Jumbo raisins are sun-dried, large-sized grapes that originate primarily from varieties like the Thompson Seedless or Black Corinth grapes. Commonly used in Middle Eastern, Mediterranean, and Western cuisines, raisins are a concentrated source of nutrients due to their drying process but also high natural sugars. Jumbo raisins are rich in dietary fiber, potassium, and several antioxidants, such as polyphenols. They carry slightly higher calories per serving compared to fresh grapes but make a convenient and nutritious snack or ingredient for baked goods, salads, or cereals. Additionally, they contain small amounts of iron, calcium, and manganese which support various bodily functions.
Keep jumbo raisins in an airtight container in a cool, dry place; refrigerate for extended shelf life to preserve texture and freshness.
Jumbo raisins are calorie-dense due to their natural sugars. A 1/4 cup serving (about 40 grams) contains approximately 120 calories and 24-26 grams of sugar. They are suitable for quick energy but should be consumed in moderation, especially for those monitoring their sugar intake.
Jumbo raisins are not ideal for a keto or low-carb diet as they contain around 33 grams of total carbohydrates per 1/4 cup (40 grams) due to their natural sugar content. Those following such diets should opt for lower-carb fruit alternatives like berries.
Jumbo raisins offer several health benefits as they are rich in dietary fiber, potassium, and small amounts of iron. They can support digestion, heart health, and help maintain stable energy levels due to their natural sugars. However, their high sugar content means they should be eaten in moderation.

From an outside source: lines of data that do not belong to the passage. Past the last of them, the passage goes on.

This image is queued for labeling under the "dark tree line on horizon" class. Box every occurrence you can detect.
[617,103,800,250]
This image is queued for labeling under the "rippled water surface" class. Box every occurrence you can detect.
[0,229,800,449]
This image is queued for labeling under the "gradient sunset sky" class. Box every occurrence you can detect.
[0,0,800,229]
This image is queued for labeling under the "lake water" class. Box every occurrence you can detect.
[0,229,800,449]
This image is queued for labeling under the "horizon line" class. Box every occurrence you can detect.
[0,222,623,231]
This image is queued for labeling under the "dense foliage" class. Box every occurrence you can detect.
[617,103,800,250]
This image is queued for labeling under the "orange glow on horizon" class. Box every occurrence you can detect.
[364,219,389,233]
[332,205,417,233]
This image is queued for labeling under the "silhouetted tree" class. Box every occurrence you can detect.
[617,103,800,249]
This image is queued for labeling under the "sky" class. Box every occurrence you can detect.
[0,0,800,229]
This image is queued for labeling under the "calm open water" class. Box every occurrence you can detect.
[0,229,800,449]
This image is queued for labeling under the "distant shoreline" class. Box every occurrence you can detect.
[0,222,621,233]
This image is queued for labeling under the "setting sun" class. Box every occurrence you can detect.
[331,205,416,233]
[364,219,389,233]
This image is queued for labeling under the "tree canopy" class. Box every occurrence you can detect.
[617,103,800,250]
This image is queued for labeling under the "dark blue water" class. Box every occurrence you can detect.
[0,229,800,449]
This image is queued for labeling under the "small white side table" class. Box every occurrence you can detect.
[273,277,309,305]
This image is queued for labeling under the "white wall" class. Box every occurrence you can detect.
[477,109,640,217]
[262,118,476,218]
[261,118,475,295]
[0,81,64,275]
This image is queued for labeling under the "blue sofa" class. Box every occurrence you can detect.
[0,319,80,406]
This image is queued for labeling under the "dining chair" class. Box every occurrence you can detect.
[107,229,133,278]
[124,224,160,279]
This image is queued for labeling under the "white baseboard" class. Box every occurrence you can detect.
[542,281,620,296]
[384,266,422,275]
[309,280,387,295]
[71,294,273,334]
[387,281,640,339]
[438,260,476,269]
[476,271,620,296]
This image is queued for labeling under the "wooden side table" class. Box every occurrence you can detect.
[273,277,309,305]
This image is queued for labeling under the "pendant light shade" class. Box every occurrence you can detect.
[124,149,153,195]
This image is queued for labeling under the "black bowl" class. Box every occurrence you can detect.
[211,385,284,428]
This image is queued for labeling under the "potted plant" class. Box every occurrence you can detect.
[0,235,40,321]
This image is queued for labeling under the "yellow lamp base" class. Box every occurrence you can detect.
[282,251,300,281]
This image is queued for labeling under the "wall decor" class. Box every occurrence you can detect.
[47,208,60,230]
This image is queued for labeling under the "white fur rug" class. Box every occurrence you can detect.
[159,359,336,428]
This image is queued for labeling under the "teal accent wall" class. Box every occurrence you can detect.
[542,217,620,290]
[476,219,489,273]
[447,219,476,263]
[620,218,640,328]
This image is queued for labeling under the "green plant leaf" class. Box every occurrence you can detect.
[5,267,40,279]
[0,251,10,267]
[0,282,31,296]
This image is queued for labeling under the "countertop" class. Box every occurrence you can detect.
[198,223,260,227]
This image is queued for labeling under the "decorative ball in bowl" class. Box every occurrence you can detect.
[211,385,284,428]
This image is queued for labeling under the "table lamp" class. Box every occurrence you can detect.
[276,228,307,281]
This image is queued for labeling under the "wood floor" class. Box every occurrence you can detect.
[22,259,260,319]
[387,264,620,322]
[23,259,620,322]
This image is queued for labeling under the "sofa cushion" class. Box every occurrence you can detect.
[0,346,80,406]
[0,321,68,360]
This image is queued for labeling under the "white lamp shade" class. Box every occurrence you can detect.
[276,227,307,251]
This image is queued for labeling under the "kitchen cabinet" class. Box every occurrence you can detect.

The recommended serving size for jumbo raisins is typically 1/4 cup or around 40 grams. This amount provides a balanced mix of nutrients without excessive sugar or calorie intake. Portion control is important, especially if you're watching your caloric or sugar consumption.
Jumbo raisins are concentrated in calories and sugar compared to fresh grapes. While 1 cup of grapes contains around 60-70 calories and 15-16 grams of sugar, a 1/4 cup of jumbo raisins packs nearly double the calories and sugar. However, raisins provide more fiber and some additional minerals like potassium and iron due to the drying process.
Our nutrition data comes from trusted, authoritative sources to ensure accuracy and reliability. Below are specific scientific references and authoritative sources for this food item.
Additional Authoritative Sources:
Daily value percentages based on FDA guidelines. Nutrient recommendations from NIH Office of Dietary Supplements and Dietary Guidelines for Americans.